L’approche Zero Trust repose sur une idée simple :
Ne faites pas confiance par défaut. Vérifiez.
Cela implique notamment de contrôler :
- l'identité ;
- les appareils ;
- les accès ;
- les privilèges ;
- les applications ;
- les comportements.
Le principe peut être résumé ainsi :
Vérifier d’abord. Accorder ensuite l’accès nécessaire.
Votre entreprise est-elle réellement prête ?
Posez-vous ces questions :
- Vos comptes administrateurs utilisent-ils l’authentification multifacteur ?
- Vos sauvegardes sont-elles fonctionnelles ?
- Avez-vous testé une restauration complète ?
- Vos serveurs sont-ils à jour ?
- Vos postes de travail sont-ils protégés ?
- Les comptes inutilisés sont-ils désactivés ?
- Vos employés savent-ils reconnaître une tentative d’hameçonnage ?
- Savez-vous quoi faire si un ordinateur est compromis ?
- Disposez-vous d'un plan de réponse à incident ?
- Savez-vous quelles données sont réellement critiques pour votre entreprise ?
Si plusieurs réponses sont « non », votre entreprise possède probablement des angles morts qu’un attaquant pourrait exploiter.
Conclusion : la cybersécurité n’est plus une option
L’intelligence artificielle ne va pas faire disparaître les cyberattaques.
Au contraire, elle risque de rendre certaines attaques plus rapides, plus personnalisées et plus accessibles.
Le Centre canadien pour la cybersécurité considère d'ailleurs que les rançongiciels resteront une menace importante pour le Canada au cours des prochaines années.

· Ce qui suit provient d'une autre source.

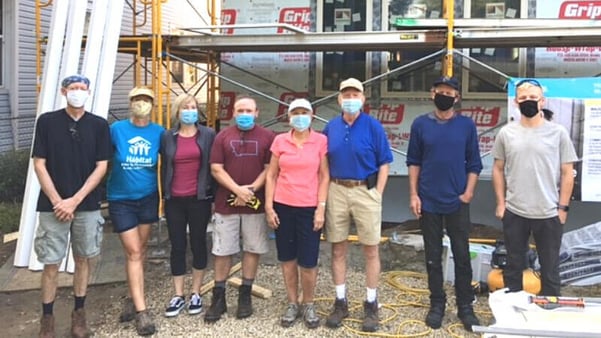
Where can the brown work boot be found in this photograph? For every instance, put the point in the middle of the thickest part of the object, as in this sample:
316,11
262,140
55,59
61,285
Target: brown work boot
435,315
144,323
79,328
340,312
371,320
244,302
218,305
47,326
467,317
128,312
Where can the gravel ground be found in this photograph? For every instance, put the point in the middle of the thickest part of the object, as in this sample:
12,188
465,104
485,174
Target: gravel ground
401,294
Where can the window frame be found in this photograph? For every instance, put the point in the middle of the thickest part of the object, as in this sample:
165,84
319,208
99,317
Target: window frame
465,73
319,56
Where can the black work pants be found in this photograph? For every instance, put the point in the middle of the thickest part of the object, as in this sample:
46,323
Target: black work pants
458,226
547,234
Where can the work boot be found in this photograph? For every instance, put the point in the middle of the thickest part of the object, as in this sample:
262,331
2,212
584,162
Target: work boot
47,326
218,305
310,316
144,323
435,315
244,302
128,312
340,312
467,317
290,315
79,328
370,319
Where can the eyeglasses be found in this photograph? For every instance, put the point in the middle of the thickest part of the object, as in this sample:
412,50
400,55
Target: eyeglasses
73,130
529,81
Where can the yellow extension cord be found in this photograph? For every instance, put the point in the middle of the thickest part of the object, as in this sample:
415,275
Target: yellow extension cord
407,296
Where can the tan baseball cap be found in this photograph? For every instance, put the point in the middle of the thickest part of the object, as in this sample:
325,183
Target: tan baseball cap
137,91
300,103
351,83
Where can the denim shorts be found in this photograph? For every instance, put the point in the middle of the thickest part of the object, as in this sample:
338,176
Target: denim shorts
128,214
295,238
52,236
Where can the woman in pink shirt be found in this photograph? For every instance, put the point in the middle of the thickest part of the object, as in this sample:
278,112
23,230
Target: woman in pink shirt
296,188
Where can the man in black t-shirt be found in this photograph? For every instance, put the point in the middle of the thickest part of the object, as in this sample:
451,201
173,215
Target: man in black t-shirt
70,154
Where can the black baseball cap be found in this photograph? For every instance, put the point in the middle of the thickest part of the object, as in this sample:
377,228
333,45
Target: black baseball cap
449,81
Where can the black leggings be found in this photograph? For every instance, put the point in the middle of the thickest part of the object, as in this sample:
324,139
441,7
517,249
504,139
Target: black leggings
181,213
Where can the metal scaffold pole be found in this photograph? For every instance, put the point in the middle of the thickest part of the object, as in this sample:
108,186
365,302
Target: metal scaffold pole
448,58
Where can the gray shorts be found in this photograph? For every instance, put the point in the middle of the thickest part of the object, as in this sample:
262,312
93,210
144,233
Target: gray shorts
52,236
227,231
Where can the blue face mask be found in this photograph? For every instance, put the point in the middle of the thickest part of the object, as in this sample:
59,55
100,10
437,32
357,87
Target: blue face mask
188,116
351,106
245,121
300,122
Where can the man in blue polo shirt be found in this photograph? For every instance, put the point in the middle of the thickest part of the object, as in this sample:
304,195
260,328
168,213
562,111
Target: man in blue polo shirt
359,156
444,163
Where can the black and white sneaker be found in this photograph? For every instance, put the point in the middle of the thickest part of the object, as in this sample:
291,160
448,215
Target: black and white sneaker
175,306
195,305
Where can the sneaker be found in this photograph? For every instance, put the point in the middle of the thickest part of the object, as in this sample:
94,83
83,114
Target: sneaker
195,305
175,306
128,313
290,315
79,328
244,302
47,326
340,312
310,316
435,315
371,320
467,317
218,305
144,323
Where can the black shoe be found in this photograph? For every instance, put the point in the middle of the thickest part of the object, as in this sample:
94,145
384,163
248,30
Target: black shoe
371,320
340,312
244,302
435,315
218,305
467,317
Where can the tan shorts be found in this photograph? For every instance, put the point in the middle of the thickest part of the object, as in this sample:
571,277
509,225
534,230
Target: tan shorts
228,229
358,204
52,236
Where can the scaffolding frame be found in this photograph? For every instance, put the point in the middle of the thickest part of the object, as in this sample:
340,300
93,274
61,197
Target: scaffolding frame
205,45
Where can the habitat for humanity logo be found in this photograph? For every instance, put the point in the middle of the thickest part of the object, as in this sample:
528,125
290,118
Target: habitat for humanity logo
139,149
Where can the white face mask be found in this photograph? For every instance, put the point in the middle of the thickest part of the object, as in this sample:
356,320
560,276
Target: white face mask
77,98
141,108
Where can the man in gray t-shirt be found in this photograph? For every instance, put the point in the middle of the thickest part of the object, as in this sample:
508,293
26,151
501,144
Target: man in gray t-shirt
533,179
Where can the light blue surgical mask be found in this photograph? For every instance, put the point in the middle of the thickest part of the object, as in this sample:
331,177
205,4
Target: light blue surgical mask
245,121
351,106
300,122
189,116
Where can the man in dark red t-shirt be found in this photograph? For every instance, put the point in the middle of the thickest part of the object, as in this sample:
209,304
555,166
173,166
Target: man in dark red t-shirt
239,159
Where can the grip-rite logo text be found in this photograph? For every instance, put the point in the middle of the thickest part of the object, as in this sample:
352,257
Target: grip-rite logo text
580,10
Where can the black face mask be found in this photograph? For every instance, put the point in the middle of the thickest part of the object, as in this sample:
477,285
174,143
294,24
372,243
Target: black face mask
443,102
529,108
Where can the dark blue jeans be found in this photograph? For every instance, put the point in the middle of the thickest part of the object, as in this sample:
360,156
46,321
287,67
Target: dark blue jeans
183,213
458,227
547,237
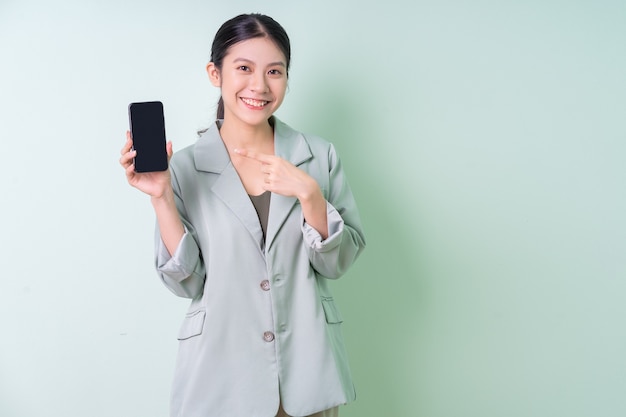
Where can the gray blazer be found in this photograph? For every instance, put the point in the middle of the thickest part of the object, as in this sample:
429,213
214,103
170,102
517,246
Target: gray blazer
262,325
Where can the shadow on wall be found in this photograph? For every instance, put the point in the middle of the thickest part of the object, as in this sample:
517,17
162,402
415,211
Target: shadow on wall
383,296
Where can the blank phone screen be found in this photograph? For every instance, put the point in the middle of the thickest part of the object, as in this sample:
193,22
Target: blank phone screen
147,126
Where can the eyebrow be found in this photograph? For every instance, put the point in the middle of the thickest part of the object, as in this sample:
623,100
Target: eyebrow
271,64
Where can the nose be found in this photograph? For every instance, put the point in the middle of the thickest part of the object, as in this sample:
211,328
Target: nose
258,83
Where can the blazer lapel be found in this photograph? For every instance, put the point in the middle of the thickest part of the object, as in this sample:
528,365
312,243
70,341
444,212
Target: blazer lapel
210,155
291,146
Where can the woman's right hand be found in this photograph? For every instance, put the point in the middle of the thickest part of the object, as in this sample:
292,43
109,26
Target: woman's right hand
155,184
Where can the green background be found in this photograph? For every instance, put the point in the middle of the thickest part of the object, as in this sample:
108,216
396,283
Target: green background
485,142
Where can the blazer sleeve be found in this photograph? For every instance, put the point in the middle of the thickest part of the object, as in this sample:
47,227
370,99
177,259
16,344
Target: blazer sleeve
184,272
333,256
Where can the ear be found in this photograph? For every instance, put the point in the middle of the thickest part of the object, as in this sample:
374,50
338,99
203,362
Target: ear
214,74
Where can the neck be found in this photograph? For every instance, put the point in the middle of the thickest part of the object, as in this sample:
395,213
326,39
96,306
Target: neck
241,135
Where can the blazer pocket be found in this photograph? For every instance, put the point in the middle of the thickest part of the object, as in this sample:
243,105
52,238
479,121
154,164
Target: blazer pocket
331,311
192,325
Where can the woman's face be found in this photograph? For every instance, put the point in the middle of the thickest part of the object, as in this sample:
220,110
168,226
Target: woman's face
253,80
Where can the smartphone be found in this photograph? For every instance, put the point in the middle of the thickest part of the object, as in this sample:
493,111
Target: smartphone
147,127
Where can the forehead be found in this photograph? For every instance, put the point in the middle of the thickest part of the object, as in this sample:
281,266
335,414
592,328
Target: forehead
258,50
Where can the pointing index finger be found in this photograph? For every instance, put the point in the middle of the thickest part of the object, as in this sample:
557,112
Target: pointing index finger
261,157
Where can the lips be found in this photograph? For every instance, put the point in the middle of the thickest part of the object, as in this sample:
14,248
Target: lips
254,103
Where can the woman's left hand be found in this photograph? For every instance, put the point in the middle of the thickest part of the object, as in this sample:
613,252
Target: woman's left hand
282,177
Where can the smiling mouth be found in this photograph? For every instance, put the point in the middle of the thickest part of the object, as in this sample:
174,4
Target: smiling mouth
254,103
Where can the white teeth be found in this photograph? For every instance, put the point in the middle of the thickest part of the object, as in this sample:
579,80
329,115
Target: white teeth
255,103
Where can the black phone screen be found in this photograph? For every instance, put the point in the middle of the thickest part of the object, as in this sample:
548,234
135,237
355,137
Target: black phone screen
147,126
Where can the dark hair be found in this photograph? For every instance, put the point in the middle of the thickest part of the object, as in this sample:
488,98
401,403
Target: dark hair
244,27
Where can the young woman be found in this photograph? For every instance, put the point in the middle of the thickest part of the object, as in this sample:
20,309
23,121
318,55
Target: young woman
252,222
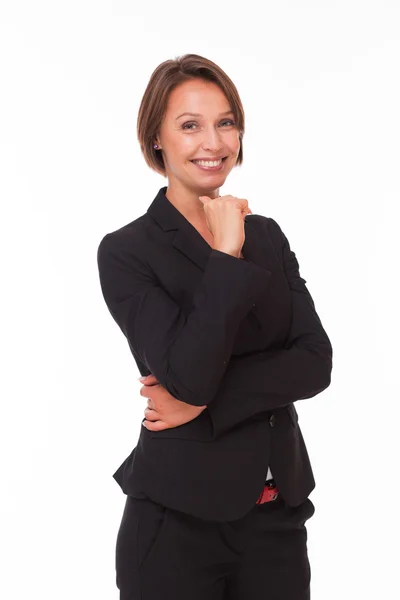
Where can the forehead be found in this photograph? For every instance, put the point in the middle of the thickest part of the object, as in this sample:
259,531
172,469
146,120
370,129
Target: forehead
197,96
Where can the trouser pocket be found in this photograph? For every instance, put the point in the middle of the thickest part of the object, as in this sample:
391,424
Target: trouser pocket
152,519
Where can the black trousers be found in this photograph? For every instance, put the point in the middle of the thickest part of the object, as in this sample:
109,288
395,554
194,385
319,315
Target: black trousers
164,554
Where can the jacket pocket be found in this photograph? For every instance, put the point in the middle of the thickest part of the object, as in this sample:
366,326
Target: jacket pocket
293,414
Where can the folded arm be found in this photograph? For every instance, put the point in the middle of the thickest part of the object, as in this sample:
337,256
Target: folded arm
187,354
271,379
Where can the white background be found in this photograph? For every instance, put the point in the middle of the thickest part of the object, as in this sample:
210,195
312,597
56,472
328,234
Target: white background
320,86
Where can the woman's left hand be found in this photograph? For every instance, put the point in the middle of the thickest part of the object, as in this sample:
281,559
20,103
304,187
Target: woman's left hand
163,410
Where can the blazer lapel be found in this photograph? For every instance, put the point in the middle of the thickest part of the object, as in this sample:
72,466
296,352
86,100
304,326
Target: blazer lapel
191,243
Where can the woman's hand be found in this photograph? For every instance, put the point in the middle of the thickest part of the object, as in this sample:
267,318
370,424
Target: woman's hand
163,410
225,220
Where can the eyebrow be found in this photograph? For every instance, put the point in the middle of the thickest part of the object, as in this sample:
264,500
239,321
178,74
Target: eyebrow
227,112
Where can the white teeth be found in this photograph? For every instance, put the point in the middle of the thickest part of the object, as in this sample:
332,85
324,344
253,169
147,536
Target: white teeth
208,163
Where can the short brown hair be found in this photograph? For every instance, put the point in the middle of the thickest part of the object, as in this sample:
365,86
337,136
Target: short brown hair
166,77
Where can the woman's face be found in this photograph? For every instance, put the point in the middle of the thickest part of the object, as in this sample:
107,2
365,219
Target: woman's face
209,134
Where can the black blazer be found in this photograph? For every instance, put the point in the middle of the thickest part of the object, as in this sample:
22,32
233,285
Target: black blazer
241,336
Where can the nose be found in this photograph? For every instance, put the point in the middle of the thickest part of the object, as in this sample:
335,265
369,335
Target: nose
212,140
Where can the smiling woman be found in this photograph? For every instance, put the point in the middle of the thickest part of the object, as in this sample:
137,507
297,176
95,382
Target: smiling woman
226,346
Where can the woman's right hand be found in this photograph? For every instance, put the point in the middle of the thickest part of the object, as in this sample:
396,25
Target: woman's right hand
225,220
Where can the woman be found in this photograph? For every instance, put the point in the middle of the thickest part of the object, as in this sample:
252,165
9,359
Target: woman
225,333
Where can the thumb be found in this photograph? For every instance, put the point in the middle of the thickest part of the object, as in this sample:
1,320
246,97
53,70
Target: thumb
148,379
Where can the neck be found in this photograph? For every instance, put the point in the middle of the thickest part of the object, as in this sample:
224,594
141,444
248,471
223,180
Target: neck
188,203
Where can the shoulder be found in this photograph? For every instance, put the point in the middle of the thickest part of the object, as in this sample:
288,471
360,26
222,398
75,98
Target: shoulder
267,226
127,237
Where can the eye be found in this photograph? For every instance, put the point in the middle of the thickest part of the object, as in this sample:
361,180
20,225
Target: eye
185,125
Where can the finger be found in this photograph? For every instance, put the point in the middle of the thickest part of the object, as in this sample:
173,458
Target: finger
148,379
155,425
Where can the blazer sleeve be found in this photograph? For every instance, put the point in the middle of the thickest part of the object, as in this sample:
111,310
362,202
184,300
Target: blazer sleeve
188,354
271,379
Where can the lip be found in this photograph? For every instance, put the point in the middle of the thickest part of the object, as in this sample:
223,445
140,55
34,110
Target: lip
216,158
210,169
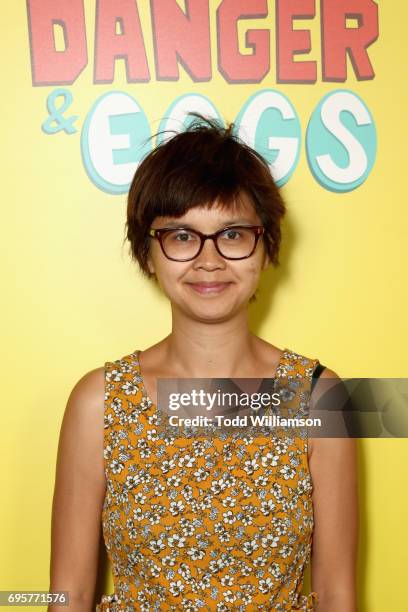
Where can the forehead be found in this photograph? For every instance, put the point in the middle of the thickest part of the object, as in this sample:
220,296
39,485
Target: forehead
239,210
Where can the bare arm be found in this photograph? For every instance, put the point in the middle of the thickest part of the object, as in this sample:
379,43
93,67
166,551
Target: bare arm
333,467
78,495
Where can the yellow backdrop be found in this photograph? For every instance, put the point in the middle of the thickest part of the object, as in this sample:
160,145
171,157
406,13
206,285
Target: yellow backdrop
73,300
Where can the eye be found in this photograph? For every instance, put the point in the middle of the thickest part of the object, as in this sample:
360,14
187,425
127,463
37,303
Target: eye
231,234
182,236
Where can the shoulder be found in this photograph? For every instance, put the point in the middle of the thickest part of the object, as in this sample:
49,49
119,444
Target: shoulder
326,449
326,379
85,405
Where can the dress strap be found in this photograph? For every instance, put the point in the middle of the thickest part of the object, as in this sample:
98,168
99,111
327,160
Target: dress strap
316,373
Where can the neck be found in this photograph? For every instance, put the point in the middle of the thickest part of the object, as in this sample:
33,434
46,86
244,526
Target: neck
212,350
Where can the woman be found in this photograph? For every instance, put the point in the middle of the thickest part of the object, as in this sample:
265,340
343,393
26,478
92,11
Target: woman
196,522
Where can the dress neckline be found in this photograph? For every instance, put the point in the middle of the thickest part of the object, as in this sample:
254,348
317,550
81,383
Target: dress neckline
151,403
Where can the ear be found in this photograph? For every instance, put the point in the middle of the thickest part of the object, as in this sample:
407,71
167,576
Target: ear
150,265
266,261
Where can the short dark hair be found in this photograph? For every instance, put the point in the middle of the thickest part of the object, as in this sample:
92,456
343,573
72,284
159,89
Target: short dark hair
204,164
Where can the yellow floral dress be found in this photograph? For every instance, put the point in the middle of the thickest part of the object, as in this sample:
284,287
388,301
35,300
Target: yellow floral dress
203,523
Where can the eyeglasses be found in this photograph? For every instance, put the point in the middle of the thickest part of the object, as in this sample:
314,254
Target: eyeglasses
184,244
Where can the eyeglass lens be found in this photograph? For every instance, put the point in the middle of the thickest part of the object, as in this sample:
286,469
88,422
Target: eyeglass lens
185,244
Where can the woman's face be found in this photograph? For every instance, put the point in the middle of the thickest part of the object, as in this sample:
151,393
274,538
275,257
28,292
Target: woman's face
238,279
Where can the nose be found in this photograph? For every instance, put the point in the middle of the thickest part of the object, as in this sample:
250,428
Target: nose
209,258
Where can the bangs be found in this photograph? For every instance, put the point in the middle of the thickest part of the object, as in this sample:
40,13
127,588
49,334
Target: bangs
207,165
189,174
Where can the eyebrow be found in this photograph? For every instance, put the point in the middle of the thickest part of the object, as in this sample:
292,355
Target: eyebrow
224,223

Mais il y a une bonne nouvelle :
vous n'avez pas besoin d'attendre une cyberattaque pour agir.
Une bonne stratégie commence par des mesures relativement simples :
Mises à jour + MFA + sauvegardes + sensibilisation + surveillance + plan de réponse.
La cybersécurité n'est pas seulement une dépense informatique.
C'est une assurance pour la continuité de votre entreprise.